Some background:

it is stated that k20x has 2668 cores. It is also shown that there are 15 stream processors (smx), and that each smx has 192 single-precision cores. However, multiplying 192 x 15 does not yield 2668 cores. Am I missing something here?

Processor

Flops: 1.3 TFLOPS

Cores: 2688

Clock: 732 MHz

Stream Processors (SMX)

15 SMXs

192 SP CUDA Cores*, 64 DP units per SMX

4 Warp Schedulers per SMX

32 threads/Warp

4 Warp Schedules/cycle; 2 Dispatches/schedule

Intr issue: 4 x 2 = 8 intr / cycle (http://tinyurl.com/c3drc6d page 8)

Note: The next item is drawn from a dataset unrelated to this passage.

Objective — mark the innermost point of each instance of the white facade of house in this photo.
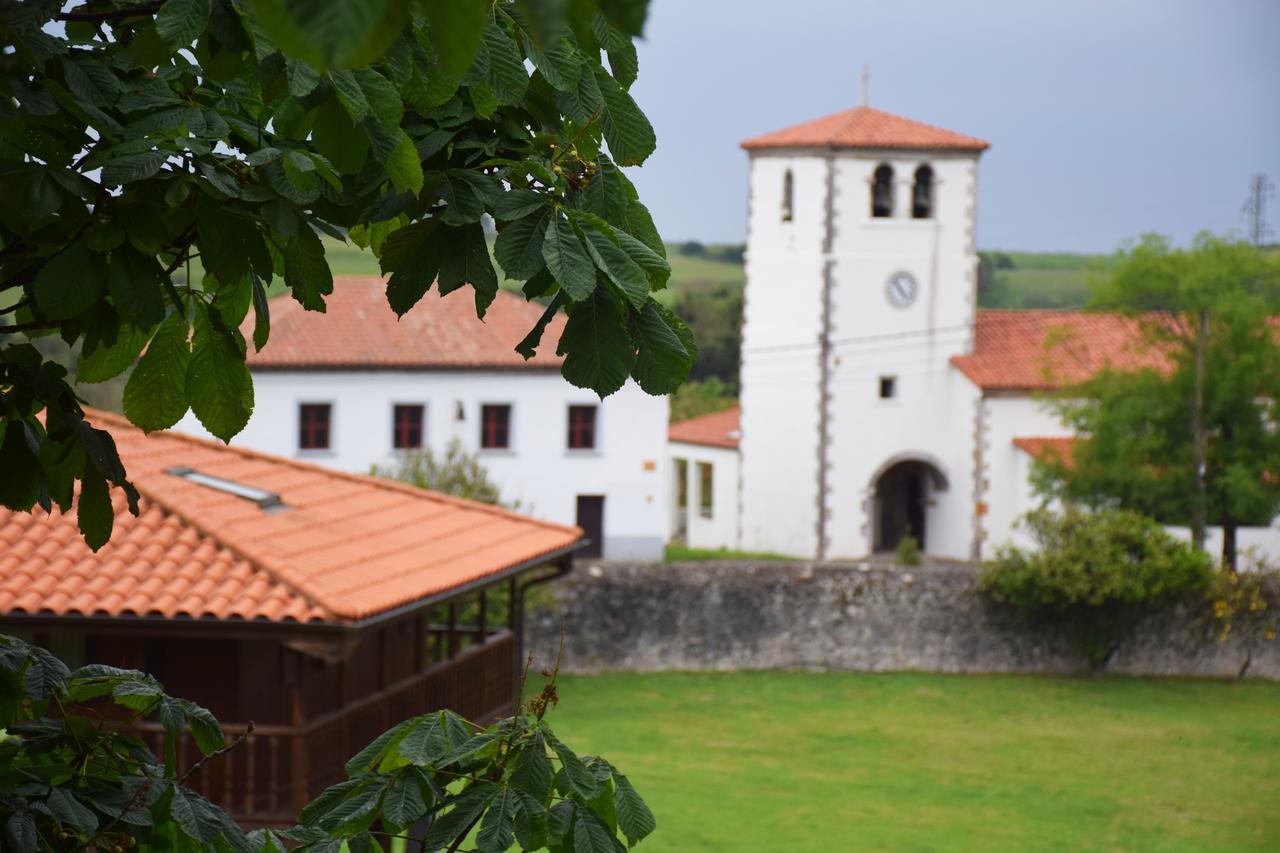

MY CALCULATION of Compuation Density (CD):

CD = f x N x #instr per cycle

CD = freq x (# of cores per SMX x # of SMX) x #instr per cycle

CD_sp = 0.732 GHz x (192 x 15 ) x (8 x 32 bus bandwidth / 32 bit precision) = 8432 GOPS ???

CD_dp = 0.732 GHz x (64 x 15 ) x (8 x 32 bus bandwidth / 64 bit precision) = 2811 GOPS ???

Results obtained dont tally with Nvidia’s reported FLOP. How did they get the numbers? Help needed!